Economic decisions are often influenced by the institutional settings in which they are made, and thus decision behavior can be understood as an individual process of adaptation to the environment. The central goal of our research is the development and testing of cognitive models that explain economic decisions.

Adaptation Processes

People’s decisions are influenced by their experience. When buying a new car, for instance, people’s past experience will strongly influence their purchase. Someone satisfyingly driving a Mercedes for several years might not seriously consider other brands when buying a new car even if new attractive cars have been introduced to the market. Similarly, investment decisions are often influenced by an investor’s past investment failures. How experience changes people’s behavior has traditionally been described by learning models. The present project focuses on how models of bounded rationality improve explanations of people’s behavior when they take learning and memory effects into account.

Consumer Behavior

Most economists define rationality in terms of consistency principles.
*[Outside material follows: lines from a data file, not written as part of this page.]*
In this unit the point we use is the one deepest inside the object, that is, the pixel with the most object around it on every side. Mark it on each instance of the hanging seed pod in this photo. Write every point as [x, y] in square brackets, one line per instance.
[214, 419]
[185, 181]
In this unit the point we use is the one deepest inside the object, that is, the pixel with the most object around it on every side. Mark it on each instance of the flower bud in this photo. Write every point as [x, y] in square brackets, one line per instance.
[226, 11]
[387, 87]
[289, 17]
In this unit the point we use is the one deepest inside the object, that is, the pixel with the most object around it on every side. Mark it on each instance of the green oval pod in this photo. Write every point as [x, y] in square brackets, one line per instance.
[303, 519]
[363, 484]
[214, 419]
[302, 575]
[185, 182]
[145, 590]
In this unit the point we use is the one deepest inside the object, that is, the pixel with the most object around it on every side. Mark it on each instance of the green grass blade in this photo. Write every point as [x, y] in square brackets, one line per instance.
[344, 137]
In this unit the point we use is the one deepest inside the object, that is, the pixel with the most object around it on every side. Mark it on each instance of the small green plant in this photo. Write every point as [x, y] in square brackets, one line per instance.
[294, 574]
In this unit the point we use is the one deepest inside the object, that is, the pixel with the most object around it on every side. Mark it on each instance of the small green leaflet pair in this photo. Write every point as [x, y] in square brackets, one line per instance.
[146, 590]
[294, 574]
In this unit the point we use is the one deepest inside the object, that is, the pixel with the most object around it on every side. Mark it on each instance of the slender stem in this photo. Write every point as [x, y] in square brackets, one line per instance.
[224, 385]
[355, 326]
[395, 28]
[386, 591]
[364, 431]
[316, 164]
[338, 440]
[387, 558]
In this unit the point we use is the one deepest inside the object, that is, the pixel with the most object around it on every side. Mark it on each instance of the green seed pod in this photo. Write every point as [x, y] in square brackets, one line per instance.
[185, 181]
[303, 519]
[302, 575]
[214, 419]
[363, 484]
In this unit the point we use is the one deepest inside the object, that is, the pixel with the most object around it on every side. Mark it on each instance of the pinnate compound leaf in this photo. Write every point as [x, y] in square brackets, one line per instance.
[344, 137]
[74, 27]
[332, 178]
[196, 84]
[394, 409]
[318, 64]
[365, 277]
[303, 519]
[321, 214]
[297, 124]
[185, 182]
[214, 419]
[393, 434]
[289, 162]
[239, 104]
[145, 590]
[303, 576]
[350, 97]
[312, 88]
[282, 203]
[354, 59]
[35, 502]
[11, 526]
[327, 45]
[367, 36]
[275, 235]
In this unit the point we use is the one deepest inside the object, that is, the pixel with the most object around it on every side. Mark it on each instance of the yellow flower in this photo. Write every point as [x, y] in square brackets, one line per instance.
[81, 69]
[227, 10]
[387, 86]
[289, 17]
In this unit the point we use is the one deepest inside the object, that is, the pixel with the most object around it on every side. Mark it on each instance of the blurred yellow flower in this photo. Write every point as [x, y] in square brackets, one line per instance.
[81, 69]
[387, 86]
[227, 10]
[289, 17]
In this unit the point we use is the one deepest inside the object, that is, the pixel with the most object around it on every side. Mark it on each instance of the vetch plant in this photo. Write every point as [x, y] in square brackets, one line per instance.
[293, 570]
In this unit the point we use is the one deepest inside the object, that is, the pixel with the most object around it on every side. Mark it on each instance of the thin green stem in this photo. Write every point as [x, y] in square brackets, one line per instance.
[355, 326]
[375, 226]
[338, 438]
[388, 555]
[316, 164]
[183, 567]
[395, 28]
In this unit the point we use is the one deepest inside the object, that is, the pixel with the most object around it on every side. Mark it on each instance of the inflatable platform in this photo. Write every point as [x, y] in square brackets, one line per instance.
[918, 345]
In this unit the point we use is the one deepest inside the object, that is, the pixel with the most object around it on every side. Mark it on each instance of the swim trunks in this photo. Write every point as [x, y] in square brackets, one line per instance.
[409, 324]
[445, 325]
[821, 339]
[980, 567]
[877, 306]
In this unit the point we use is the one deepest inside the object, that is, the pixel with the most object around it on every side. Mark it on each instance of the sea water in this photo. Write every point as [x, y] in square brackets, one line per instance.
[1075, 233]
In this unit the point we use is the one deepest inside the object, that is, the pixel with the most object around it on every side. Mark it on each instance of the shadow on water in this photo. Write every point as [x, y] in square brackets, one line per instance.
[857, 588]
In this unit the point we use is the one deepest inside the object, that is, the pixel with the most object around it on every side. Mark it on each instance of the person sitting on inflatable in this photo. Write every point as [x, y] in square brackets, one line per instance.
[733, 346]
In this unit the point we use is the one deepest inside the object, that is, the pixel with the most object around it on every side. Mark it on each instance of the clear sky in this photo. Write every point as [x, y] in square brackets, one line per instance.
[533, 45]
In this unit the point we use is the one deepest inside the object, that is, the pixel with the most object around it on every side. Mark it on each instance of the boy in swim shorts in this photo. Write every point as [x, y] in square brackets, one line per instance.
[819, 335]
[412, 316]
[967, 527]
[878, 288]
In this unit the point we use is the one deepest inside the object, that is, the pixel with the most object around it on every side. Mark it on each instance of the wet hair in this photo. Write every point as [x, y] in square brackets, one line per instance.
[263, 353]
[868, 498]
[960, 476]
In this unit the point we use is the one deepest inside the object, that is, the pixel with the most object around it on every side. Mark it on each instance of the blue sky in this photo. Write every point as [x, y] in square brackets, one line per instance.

Several decades of research on consumer behavior has demonstrated how and when people violate these principles. In this project we examine cognitive theories that can explain people's preferential choices and provide better theories of consumer behavior. These theories go beyond traditional economic discrete choice models, by explaining the cognitive process underlying choices and its contexual embedding.

Behavioral Finance

Economic decisions are often characterized by risk and uncertainty. The perceptions of risk and returns are central factors affecting economic behavior and should influence how individuals make investments. When aiming for a deeper understanding of how people handle risk, it is beneficial to go beyond a purely behavioral approach and explore the cognitive and in particular neurocognitive mechanisms underlying decisions. This project explores how people's investment decisions are determined by the interplay of their attitude toward risk and the perception of risk and return.